Friday, April 16, 2010

Being Goldman Sachs

The Securities and Exchange Commission has charged with fraud. Great! The Wall Street Journal reports that Goldman Sachs was charged with "defrauding investors, alleging that Goldman let a big hedge fund fill a financial product with risky subprime mortgages and then failed to disclose that to the product's buyers. The SEC's civil lawsuit is one of the biggest moves by authorities in response to the financial crisis of 2007-08, and it sent Goldman shares sharply lower. The firm's shares were down about twelve percent around midday, and the Dow Jones Industrial Average was off more than one percent." Hallelujah!

2 comments:

zorro said...

Here is a very short article from the NYPost (owned by Fox). It is implying that the Goldman Sacks case is
'suspicious'. The right is attempting to make the case appear to be political.


http://www.nypost.com/p/blogs/thespread/wall_street_suspects_goldman_charges_KE4YoDNxaxrZFSkHea0MqI

Judith Ellis said...

Yeah, Zorro, reports the rag, The New York Post.

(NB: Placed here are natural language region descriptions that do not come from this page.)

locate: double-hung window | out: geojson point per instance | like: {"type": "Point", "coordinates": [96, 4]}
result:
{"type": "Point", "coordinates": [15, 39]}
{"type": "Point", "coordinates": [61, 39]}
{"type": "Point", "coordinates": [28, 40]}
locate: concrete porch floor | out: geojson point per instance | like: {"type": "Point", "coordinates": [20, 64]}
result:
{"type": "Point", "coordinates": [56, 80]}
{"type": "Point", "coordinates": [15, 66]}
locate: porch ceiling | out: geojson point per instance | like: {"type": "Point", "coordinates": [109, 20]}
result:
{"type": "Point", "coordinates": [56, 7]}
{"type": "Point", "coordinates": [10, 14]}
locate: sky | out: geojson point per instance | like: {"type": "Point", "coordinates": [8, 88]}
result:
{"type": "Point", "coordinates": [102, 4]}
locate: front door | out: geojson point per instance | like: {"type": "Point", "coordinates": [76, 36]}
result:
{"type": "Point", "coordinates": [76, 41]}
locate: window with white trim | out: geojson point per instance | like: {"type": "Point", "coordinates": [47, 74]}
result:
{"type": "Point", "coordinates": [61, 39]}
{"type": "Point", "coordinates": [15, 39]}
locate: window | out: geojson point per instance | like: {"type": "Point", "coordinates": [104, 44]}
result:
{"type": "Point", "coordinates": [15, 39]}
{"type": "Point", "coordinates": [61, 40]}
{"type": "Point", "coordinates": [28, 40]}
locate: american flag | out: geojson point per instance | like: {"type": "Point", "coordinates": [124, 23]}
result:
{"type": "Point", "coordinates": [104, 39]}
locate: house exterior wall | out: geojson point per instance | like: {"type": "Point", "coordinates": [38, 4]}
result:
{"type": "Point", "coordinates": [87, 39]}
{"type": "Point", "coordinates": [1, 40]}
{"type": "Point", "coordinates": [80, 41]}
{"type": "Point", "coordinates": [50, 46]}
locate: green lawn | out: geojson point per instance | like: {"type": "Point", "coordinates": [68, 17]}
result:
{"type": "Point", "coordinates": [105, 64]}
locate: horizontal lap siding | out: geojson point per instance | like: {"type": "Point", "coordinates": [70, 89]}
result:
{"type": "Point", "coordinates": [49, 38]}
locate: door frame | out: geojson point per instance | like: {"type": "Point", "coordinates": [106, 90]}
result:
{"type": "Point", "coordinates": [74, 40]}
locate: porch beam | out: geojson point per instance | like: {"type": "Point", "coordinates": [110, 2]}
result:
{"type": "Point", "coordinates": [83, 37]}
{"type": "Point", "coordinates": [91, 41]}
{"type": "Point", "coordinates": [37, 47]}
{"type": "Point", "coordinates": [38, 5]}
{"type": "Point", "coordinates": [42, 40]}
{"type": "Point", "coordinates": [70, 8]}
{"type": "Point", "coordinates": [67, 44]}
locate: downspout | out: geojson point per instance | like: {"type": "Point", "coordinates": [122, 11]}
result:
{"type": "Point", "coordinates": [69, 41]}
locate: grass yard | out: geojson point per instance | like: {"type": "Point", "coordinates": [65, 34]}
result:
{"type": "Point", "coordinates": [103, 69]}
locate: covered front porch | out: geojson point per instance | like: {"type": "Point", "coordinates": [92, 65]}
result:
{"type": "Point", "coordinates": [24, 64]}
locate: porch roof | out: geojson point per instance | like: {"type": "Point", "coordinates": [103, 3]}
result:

Goldman Sachs and Barclays, an international bank based in England, hedged their "bets" with AIG. Goldman received $12.8 billion with the AIG bailout, in addition to its $10 billion directly received from the government, and Barclays received $8.5 billion from the same source. It is probably clear why Barclays would defend Goldman and insinuate that the SEC has political motives. Hank Greenberg, the former chairman and CEO of AIG, said when considering why some banks were allowed to fail and others were not that "a blue ribbon commission with subpoena powers should be established."